To what extent does pemetrexed affect spread of disease if it doesn’t eliminate it?

AR: Pemetrexed is active against advanced thymomas (much less so against thymic carcinomas). It can shrink growing tumors and is effective in preventing the spread of disease and development of new lesions. Most patients tolerate treatment very well and treatment is often associated with durable response and disease control (from many months to several years).


Where can I find copies of all research papers that have to do with treatment efficacy and prognosis of stage IVB squamous thymic carcinoma cancer?

MSz: PubMed database is one of the most popular sources for research papers. Click the link:  https://pubmed.ncbi.nlm.nih.gov and use the filter e.g. “treatment IVB thymic squamous cell carcinoma”.

What’s your view if only immunotherapy (no surgery) has been used for stage 4A with lung pleural effusion and nodules? After 40 infusions, lungs appear clear with CT scan.

AR: Use of immunotherapy for previously untreated thymic cancers (i.e., no prior chemotherapy) would not be considered standard therapy.

If immunotherapy has been used for a period of two years or more in this setting and has been associated with a very good partial response or a complete response, it would be reasonable to stop treatment and continue with active radiological surveillance with CT scans approximately every three months. Treatment can be resumed if there is evidence of disease activity on follow-up scans. This paradigm of stopping immunotherapy after two years in case of a very good response and restarting it if there is evidence of disease activity, is increasingly used for treatment of lung cancer.

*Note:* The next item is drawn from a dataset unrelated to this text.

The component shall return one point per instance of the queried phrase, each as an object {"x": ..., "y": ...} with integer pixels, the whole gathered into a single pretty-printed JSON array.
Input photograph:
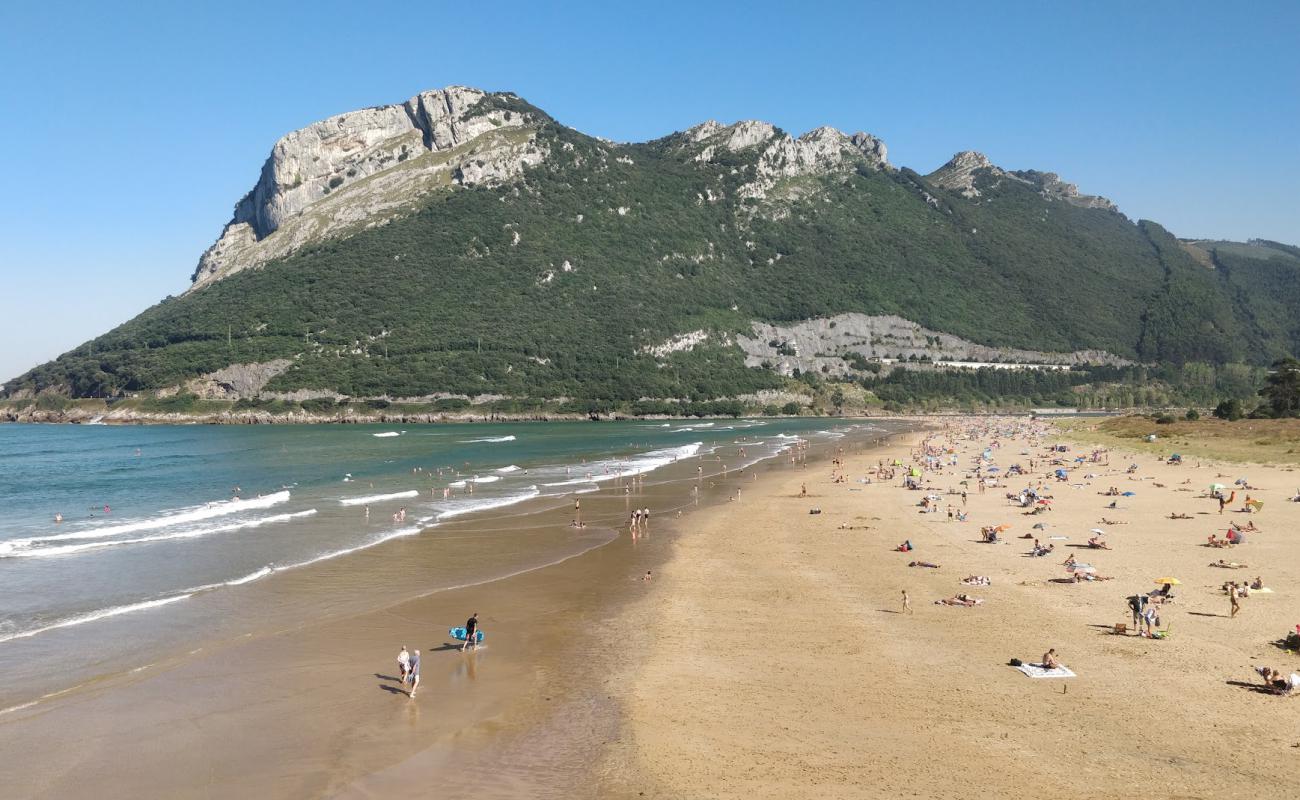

In regards to pregnancy and thymoma, Dr. Rajan spoke of non active disease and it being safe; however, I wondered about having active disease, not currently in treatment and whether it is ok to get pregnant although with the uncertainty of future scans? I have had some recent growth in a nodule within the past month as I was working with a fertility specialist.

AR: First, chemotherapy and other systemic anti-cancer therapies should be avoided during pregnancy, especially during the first 12-14 weeks, which is a critical period for fetal development. In situations where initiation of anti-cancer therapy is absolutely unavoidable, treatment is delayed until after the first trimester.

In this particular situation, if thymoma has been generally stable for months or years, the chances of significant growth within a period of a few months is low (especially, if histology is WHO subtype A, AB, B1 or B2). However, this is not guaranteed since the rate of growth can change over time. Therefore, although it is theoretically possible to have an uneventful pregnancy in the presence of quiescent disease, there is a risk that the rate of growth might increase during the course of pregnancy and additional treatment might become necessary.

If there is only one nodule growing within the past month and all other sites have a history of stability over a long period, one option is to consider local therapy for the growing nodule to treat it adequately and achieve overall disease stability before pregnancy.

For treatment of a solitary site of site of growth during pregnancy, surgery would carry with it risks of exposure to anesthetic medications. Radiation therapy should be avoided. Another option is thermal ablation (cryoablation or microwave ablation), which might be relatively safe under these circumstances and has been used to successfully treat solitary sites of active thymoma.

Ultimately, this is a complex question and requires a detailed discussion between a patient, her obstetrician and the oncology team.